At 12:17 AM 5/8/00 -0400, Bill Stewart wrote:
>
>If I wanted a non-3DES algorithm, I wouldn't use Blowfish -
>Bruce Schneier et al. have Twofish out, and while the primary goals
>of the redesign are to fit into the AES requirements framework,
>rather than to strengthen the algorithm, they may have benefited from
>experience,
>and there have also been heavy efforts to break it and the other AES
>candidates.
>They've been a lot briefer than the attacks on 3DES, but probably more
>attention than has been paid to Blowfish.  Another advantage of Twofish
>over Blowfish is that it also has some reference implementations that have
>been checked out reasonably well.

Hi Bill,
interesting point of view.  You don't mention the longer exposure
time of BFish, though the AES algs get intense scrutiny now; and as
others have said, the threat is unpublished attacks that may well
weaken them all.  (Incl. earlier algs, like BFish)
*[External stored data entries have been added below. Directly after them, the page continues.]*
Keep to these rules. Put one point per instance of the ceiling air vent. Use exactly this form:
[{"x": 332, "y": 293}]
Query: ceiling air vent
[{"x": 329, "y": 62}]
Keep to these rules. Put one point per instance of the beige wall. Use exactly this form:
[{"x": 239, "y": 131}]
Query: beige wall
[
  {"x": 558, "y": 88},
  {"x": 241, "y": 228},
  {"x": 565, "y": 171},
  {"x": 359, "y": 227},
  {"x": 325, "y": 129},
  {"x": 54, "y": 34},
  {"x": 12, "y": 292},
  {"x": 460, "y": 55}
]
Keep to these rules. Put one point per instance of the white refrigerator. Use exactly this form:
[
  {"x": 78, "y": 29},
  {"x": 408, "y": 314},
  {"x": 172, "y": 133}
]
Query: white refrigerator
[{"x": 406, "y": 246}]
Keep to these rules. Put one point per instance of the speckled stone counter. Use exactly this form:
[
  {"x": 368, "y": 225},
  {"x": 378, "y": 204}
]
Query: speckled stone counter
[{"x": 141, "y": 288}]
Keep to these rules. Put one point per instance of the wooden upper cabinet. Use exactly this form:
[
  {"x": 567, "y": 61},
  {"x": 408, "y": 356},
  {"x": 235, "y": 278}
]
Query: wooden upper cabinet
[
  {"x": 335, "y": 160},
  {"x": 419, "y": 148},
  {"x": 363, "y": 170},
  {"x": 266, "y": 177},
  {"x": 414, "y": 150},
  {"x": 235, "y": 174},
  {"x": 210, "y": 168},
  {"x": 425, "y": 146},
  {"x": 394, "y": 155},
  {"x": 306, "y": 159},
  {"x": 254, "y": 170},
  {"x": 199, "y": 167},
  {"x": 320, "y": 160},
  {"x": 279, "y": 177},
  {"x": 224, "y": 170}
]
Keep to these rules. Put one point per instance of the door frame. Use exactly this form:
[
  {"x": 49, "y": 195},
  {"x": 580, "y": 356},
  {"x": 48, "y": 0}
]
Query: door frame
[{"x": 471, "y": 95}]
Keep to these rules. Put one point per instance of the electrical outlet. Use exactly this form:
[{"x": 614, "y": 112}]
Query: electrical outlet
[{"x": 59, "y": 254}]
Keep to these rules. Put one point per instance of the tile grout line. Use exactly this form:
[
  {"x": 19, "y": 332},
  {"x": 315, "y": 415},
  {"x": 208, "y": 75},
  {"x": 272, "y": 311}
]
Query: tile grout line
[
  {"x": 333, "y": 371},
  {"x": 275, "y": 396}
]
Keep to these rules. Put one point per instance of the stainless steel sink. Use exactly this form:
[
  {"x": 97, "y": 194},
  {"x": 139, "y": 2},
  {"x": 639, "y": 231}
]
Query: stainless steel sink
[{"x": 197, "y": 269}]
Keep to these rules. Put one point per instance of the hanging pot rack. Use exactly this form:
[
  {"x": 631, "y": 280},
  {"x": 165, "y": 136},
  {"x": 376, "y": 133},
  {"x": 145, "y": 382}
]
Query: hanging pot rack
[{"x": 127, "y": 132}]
Re implementations, I don't think that's a concern.  You can always
verify optimizations and ports against golden reference code, and
crypto algs show bugs *real* readily.  

Re Twofish motivations, I think making a more key-agile algorithm is
probabably the biggest factor.  Then reducing RAM requirements, in
part for smartcards.

But since the code for any alg can be taken off the shelf, and the cipher
algs are almost never the weakness (cf key management, protocols), its
largely moot.  But I hardly think BFish is depreciated at this point.